Wie Blogs, Flickr und Co. das Internet verändern
Soziale Revolution im Netz

Einzelkämpfer im Internet gehören zu einer aussterbenden Art. Social Software und ihre User machen aus dem Internet ein soziales Netz. Das Motto lautet: "Gemeinsam sind wir stark!"

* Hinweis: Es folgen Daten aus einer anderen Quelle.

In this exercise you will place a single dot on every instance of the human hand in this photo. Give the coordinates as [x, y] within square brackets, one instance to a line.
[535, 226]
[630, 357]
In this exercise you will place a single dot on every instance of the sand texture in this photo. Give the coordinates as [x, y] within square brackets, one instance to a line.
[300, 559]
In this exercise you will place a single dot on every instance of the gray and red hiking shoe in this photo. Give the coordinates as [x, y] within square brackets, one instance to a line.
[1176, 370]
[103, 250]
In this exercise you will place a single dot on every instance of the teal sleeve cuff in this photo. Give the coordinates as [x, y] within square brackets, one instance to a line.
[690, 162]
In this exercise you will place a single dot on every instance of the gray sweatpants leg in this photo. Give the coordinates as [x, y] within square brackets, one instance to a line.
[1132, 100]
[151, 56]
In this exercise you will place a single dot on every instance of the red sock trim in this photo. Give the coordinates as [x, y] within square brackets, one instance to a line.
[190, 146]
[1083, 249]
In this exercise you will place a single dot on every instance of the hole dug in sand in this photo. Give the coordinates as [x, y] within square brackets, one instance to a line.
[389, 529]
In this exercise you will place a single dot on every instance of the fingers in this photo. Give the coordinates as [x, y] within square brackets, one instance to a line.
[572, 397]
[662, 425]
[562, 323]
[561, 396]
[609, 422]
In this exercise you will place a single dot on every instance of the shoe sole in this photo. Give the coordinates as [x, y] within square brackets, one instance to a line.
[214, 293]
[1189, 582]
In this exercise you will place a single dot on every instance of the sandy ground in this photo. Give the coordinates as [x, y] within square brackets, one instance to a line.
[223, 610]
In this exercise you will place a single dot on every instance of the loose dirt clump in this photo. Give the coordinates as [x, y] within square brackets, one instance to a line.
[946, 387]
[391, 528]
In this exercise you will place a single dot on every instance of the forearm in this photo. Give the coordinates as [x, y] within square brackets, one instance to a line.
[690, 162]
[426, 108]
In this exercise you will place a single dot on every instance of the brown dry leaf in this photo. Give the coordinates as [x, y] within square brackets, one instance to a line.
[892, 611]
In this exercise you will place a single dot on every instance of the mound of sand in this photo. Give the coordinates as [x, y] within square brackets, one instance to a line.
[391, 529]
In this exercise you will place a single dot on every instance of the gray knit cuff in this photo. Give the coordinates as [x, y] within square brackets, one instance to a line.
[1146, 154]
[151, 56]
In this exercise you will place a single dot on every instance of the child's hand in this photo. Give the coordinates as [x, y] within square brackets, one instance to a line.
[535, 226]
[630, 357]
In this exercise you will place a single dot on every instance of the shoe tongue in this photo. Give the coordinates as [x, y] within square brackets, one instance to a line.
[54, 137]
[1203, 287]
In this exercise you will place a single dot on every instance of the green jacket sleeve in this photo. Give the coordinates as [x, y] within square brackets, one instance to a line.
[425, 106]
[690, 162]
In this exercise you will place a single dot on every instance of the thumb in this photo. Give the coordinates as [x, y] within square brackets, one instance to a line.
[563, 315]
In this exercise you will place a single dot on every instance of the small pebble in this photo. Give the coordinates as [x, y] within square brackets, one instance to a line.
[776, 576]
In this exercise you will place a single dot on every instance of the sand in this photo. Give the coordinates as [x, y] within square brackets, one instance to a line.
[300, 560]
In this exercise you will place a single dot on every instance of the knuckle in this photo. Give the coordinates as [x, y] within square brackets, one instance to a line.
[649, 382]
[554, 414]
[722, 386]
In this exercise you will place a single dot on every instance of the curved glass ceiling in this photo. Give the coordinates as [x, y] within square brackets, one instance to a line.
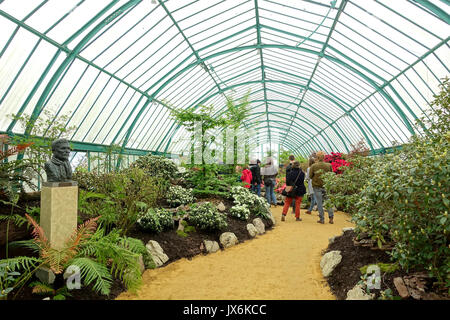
[321, 74]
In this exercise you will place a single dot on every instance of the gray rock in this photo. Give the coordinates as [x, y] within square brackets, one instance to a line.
[141, 263]
[401, 287]
[211, 246]
[259, 225]
[228, 239]
[157, 253]
[221, 207]
[358, 293]
[45, 275]
[252, 231]
[272, 218]
[329, 261]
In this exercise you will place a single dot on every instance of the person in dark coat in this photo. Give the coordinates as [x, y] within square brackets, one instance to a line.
[288, 169]
[256, 177]
[295, 176]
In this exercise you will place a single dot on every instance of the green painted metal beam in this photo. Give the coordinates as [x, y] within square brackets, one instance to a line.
[441, 14]
[79, 146]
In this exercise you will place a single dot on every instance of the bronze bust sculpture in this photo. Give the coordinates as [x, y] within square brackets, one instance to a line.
[58, 169]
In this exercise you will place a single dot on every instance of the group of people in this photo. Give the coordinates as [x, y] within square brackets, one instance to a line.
[253, 175]
[295, 177]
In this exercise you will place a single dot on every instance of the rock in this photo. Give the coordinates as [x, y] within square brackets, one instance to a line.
[211, 246]
[401, 287]
[358, 293]
[45, 275]
[157, 253]
[259, 225]
[329, 261]
[221, 207]
[272, 218]
[228, 239]
[252, 231]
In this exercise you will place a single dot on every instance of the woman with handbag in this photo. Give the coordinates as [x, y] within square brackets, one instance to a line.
[270, 172]
[295, 189]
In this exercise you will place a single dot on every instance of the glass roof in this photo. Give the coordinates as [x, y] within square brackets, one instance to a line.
[321, 74]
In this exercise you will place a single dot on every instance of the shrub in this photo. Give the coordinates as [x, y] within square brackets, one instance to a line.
[256, 205]
[125, 196]
[177, 196]
[406, 199]
[155, 220]
[240, 211]
[156, 166]
[343, 190]
[206, 216]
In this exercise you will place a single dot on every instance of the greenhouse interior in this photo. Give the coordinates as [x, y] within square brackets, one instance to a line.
[224, 150]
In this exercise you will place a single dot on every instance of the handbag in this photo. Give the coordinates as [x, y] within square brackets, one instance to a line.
[292, 189]
[267, 182]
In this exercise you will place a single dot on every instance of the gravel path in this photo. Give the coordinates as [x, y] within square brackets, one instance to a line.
[282, 264]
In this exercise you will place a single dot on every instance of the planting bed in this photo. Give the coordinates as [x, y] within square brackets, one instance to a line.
[347, 273]
[174, 245]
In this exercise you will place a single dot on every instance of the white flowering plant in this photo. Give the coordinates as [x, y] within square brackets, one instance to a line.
[240, 211]
[177, 196]
[205, 216]
[256, 205]
[155, 220]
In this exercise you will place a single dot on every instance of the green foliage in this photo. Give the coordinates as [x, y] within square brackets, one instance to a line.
[118, 254]
[384, 268]
[155, 220]
[206, 182]
[406, 199]
[244, 198]
[156, 166]
[344, 189]
[240, 211]
[205, 216]
[120, 197]
[186, 229]
[177, 195]
[49, 125]
[7, 279]
[44, 289]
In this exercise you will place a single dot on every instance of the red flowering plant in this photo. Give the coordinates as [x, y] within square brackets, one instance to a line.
[337, 161]
[281, 184]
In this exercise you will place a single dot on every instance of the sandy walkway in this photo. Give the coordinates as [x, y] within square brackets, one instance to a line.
[281, 264]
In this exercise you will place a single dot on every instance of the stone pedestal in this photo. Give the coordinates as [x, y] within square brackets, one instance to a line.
[59, 204]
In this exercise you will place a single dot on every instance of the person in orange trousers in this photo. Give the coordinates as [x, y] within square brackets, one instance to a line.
[295, 178]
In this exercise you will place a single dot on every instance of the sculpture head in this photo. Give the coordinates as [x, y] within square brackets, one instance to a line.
[61, 149]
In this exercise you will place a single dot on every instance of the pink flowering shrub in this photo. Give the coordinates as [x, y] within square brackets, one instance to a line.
[336, 160]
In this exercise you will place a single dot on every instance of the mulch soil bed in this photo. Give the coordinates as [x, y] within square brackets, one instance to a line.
[347, 273]
[175, 246]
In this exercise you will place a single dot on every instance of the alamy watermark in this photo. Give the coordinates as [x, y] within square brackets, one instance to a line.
[219, 145]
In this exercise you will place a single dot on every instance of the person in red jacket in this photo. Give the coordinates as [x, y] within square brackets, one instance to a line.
[246, 177]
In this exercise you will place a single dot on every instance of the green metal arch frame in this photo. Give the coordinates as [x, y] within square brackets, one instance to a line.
[313, 112]
[38, 109]
[131, 3]
[296, 126]
[313, 52]
[320, 145]
[288, 83]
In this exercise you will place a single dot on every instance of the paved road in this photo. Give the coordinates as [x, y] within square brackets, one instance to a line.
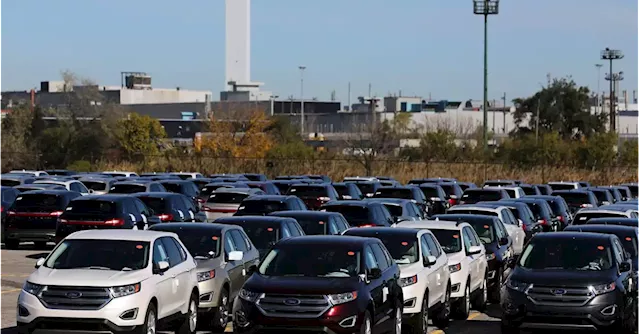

DAMSTADT. Das Internet erfindet sich immer wieder neu, Stillstand ausgeschlossen. Wer wie Fußballer Michael Ballack in einer bekannten TV-Werbung nur "am Surfen" ist, bleibt schnell auf der Datenstrecke liegen. Denn die neuste Entwicklungsphase sozialisiert das Netz: So genannte "Social Software" erzeugt immer größere private und geschäftliche Netzwerke, die eine Mediengewohnheit gar nicht vertragen: Passivität.

Was ist Social Software?

Das Angebot der Social Software ist so facettenreich, dass sich selbst Experten und Benutzer nicht auf eine Definition einigen können. Internetvordenker Clay Shirkey erklärte den Begriff als "Software, die Gruppeninteraktion unterstützt". Stefan Mosel, erfahrener Internetanwender und Blogger, verdeutlicht in unserem Interview: "Social Software beinhaltet Fotosharing, Social Bookmarks, Weblogs, Wikis (Wikipedia) und Social Networking wie openBC (Open Business Club)."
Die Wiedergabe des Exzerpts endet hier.